I have seen different people looking for a dot.net profiler able to analyze their .Net Compact Framework applications. It is easy to understand why people should seek to solve issues within this arena since mobility is the trend nowadays.
In the article,
Instrumentation in the .NET Compact Framework written by Scott Holden, he mentions how important it is to provide high-performance solutions since that is the issue you address with your customer.
Moreover, the
Developing Well Performing .NET Compact Framework Applications article mentions the importance of analyzing algorithms written by developers as a performance measure:
In some cases, it will also be required to focus on parts of an application that call many functions. Therefore, a developer should know how to determine these durations for later comparisons between designs.
That is why I've decided to show you now how the
SpeedTrace dot.net profiler is able to help you to analyze algorithms also written for .Net Compact Framework since you will then be able to see calls made during execution in order to analyze design issues.
The following example uses a dot.net application which establishes a remote desktop connection via vnc. It is analyzed before the application is deployed to the PDA, since SpeedTrace does not yet offer a dot.net compact profiler at the moment.
For our analysis, we will be using the .exe file compiled by Visual Studio (also located in the debug directory).
The first step is to create a new generic project in SpeedTrace and to locate this dot.net application. We keep the default values for a quick start.
Once the application has been selected and the SpeedTrace dot.net profiler is ready to analyze it, we can activate the project and start to record it. The Smartphone application will open, so we can add the server and password information.

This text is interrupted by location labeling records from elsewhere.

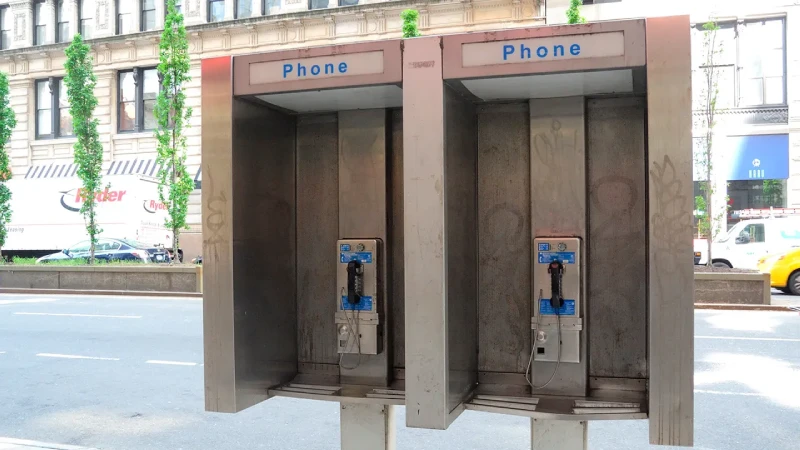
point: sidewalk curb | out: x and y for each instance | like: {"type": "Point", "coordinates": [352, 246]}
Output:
{"type": "Point", "coordinates": [26, 291]}
{"type": "Point", "coordinates": [739, 307]}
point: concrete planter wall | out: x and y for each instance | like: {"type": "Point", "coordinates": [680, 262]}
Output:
{"type": "Point", "coordinates": [735, 288]}
{"type": "Point", "coordinates": [116, 278]}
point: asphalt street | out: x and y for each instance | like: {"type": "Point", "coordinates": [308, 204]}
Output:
{"type": "Point", "coordinates": [126, 373]}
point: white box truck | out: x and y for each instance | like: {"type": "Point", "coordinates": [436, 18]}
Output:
{"type": "Point", "coordinates": [46, 214]}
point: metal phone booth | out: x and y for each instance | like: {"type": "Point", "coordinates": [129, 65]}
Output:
{"type": "Point", "coordinates": [303, 230]}
{"type": "Point", "coordinates": [548, 202]}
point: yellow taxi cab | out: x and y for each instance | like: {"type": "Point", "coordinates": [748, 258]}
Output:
{"type": "Point", "coordinates": [783, 269]}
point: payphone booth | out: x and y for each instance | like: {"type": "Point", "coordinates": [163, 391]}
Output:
{"type": "Point", "coordinates": [548, 201]}
{"type": "Point", "coordinates": [303, 227]}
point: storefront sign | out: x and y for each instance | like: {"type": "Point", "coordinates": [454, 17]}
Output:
{"type": "Point", "coordinates": [598, 45]}
{"type": "Point", "coordinates": [758, 157]}
{"type": "Point", "coordinates": [344, 65]}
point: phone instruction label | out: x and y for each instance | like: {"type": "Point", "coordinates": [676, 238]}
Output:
{"type": "Point", "coordinates": [365, 304]}
{"type": "Point", "coordinates": [546, 309]}
{"type": "Point", "coordinates": [564, 257]}
{"type": "Point", "coordinates": [363, 257]}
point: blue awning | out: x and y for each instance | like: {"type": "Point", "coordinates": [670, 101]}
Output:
{"type": "Point", "coordinates": [759, 157]}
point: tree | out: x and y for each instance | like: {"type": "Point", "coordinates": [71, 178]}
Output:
{"type": "Point", "coordinates": [8, 121]}
{"type": "Point", "coordinates": [80, 81]}
{"type": "Point", "coordinates": [574, 12]}
{"type": "Point", "coordinates": [708, 221]}
{"type": "Point", "coordinates": [410, 18]}
{"type": "Point", "coordinates": [173, 117]}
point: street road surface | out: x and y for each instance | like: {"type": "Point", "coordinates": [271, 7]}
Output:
{"type": "Point", "coordinates": [126, 373]}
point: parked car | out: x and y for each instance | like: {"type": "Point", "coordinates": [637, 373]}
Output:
{"type": "Point", "coordinates": [749, 240]}
{"type": "Point", "coordinates": [784, 270]}
{"type": "Point", "coordinates": [110, 249]}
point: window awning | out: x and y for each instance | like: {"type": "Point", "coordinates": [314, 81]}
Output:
{"type": "Point", "coordinates": [758, 157]}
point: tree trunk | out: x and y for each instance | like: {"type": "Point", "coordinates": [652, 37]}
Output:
{"type": "Point", "coordinates": [91, 235]}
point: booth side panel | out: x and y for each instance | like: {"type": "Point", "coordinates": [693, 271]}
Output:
{"type": "Point", "coordinates": [424, 232]}
{"type": "Point", "coordinates": [558, 208]}
{"type": "Point", "coordinates": [504, 208]}
{"type": "Point", "coordinates": [264, 246]}
{"type": "Point", "coordinates": [461, 161]}
{"type": "Point", "coordinates": [617, 244]}
{"type": "Point", "coordinates": [317, 233]}
{"type": "Point", "coordinates": [217, 204]}
{"type": "Point", "coordinates": [363, 215]}
{"type": "Point", "coordinates": [396, 241]}
{"type": "Point", "coordinates": [670, 284]}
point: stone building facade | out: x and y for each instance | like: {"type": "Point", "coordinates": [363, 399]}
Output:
{"type": "Point", "coordinates": [757, 133]}
{"type": "Point", "coordinates": [124, 36]}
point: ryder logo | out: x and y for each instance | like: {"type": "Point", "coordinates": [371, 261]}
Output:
{"type": "Point", "coordinates": [152, 206]}
{"type": "Point", "coordinates": [73, 199]}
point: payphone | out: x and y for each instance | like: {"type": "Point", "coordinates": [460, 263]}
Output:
{"type": "Point", "coordinates": [358, 286]}
{"type": "Point", "coordinates": [556, 323]}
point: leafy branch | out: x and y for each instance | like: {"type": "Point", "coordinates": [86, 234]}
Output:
{"type": "Point", "coordinates": [8, 121]}
{"type": "Point", "coordinates": [574, 12]}
{"type": "Point", "coordinates": [410, 18]}
{"type": "Point", "coordinates": [174, 183]}
{"type": "Point", "coordinates": [80, 81]}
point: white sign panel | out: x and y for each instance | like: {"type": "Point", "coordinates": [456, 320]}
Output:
{"type": "Point", "coordinates": [582, 46]}
{"type": "Point", "coordinates": [367, 63]}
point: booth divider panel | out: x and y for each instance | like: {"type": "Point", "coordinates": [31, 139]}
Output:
{"type": "Point", "coordinates": [504, 239]}
{"type": "Point", "coordinates": [218, 302]}
{"type": "Point", "coordinates": [461, 135]}
{"type": "Point", "coordinates": [617, 262]}
{"type": "Point", "coordinates": [397, 274]}
{"type": "Point", "coordinates": [264, 250]}
{"type": "Point", "coordinates": [671, 202]}
{"type": "Point", "coordinates": [317, 233]}
{"type": "Point", "coordinates": [363, 214]}
{"type": "Point", "coordinates": [558, 207]}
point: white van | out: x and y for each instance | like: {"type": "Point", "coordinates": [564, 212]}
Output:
{"type": "Point", "coordinates": [749, 240]}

The application connects to the designated server. At this point we have enough information for our analysis. Let us take a snapshot without detaching our application; we may need to continue analyzing later.
The SpeedTrace dot.net profiler generates the output file and requests the type of output we want to use. In this example, I have used the 'Profiling Data only' option.
The Trace Analyzer opens and shows the Performance Summary of this dot.net application.
In this case absolute times are not representative since resources within PCs are completely different from the ones in PDAs. However, “relative times” (time contribution) can be compared to solve algorithm-related issues. Moreover, the number of calls plays an important role, too, whenever it is necessary to see whether too much processing was done; the number of calls should be equal for both platforms.
At this point, I have illustrated how the SpeedTrace dot.net profiler can also be useful under Dot.Net Compact Framework. The rest is up to you. All you need to do is apply filters and triggers in order to focus on specific parts of your dot.net applications.